Against Truisms, Platitudes and (Unless You’re Careful) Tweets

I was just looking at a twitter feed, @EssentialChurch, which is apparently promoting a book on reaching out to church “dropouts” (not a bad way to phrase the problem of attracting/retaining young adults). Many of the tweets are about a missional or outward focus. For instance:

The most outwardly focused churches are many times the healthiest on the inside.

A missional church thinking outwardly usually is a healthy church inwardly.

Fair enough. I bring your attention to this because they are the sorts of things one hears a lot these days in many churches, and there is an obvious truth to them. You hear this, and even though it’s quite vague, you can’t help but nod. The church exists for the sake of its mission, they seem to be saying. We need to spend less time on inward focused things like denominational polity and the color of paint in the sanctuary and more time on reaching out and connecting with the things people actually care about. And who could dispute this? My guess is that even the people who make every church meeting so miserable by turning each trivial decision into an epic battle agree with it in principle.

But what I noticed was that both of these aphorisms could be inverted, and they would also express a truth. For example, we might say that churches that are focused on prayer and searching the scripture tend to have the most effective mission. Churches that listen to the word God speaks within might have the most powerful outreach. Doesn’t quite have the ring to it, but you get the idea. Christians of some eras have been most moved by interiority. I assume I’m not saying anything radical when I note that it’s not really a question of outreach or formation. One generation may get more excited about the one than the other, but you can’t have one without the other.

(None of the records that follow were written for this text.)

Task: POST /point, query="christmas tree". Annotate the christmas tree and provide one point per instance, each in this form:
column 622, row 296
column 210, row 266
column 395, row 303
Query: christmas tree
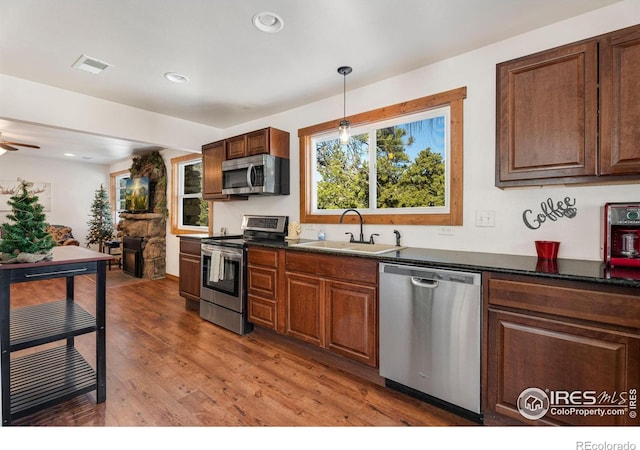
column 28, row 233
column 100, row 225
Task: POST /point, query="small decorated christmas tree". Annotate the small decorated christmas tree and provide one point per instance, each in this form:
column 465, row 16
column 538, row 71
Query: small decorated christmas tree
column 28, row 234
column 100, row 225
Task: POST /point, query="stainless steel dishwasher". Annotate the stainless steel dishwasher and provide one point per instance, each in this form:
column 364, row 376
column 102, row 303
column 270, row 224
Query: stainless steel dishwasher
column 430, row 334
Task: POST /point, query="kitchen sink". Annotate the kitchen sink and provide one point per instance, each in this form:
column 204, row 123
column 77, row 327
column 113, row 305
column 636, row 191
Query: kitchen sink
column 349, row 247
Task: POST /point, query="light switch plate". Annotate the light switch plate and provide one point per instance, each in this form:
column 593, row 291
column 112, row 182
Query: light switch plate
column 485, row 218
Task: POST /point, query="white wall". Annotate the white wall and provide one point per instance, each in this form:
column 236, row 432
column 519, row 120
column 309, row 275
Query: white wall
column 73, row 187
column 579, row 237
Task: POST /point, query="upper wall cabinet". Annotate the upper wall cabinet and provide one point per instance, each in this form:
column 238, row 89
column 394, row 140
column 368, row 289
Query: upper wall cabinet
column 266, row 141
column 548, row 127
column 620, row 102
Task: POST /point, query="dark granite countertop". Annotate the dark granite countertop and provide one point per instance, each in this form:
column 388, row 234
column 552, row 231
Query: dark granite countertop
column 564, row 269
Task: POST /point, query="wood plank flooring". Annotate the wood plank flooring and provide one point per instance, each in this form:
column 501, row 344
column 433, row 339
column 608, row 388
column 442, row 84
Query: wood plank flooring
column 167, row 367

My point is only to say that we have to be careful about thinking in shorthand. Slogans have their place, and some churches have made very effective use of tweets and Facebook statuses. But we have to be sure that we don’t mistake a good one-liner for the whole story, or one generation’s truism for the truth. I fear that in our laudable efforts to employ current marketing techniques for evangelistic ends, we create echo chambers.

The Bible actually has something like a Twitter feed in the book of Proverbs. But it doesn’t just keep driving home a single message over and over. The individual proverbs supplement each other, nuance each other, sometimes contradict each other. “Answer not a fool according to his folly, lest thou also be like unto him. Answer a fool according to his folly, lest he be wise in his own conceit” (Prov. 26:4-5). You see how you would be missing something essential if you only read one or the other of those verses? A good aphorism is more than a truism, good preaching is more than platitudes, and good exhortation more than cheer leading.

Tweet 140 characters at at time if you must, but don’t think that way!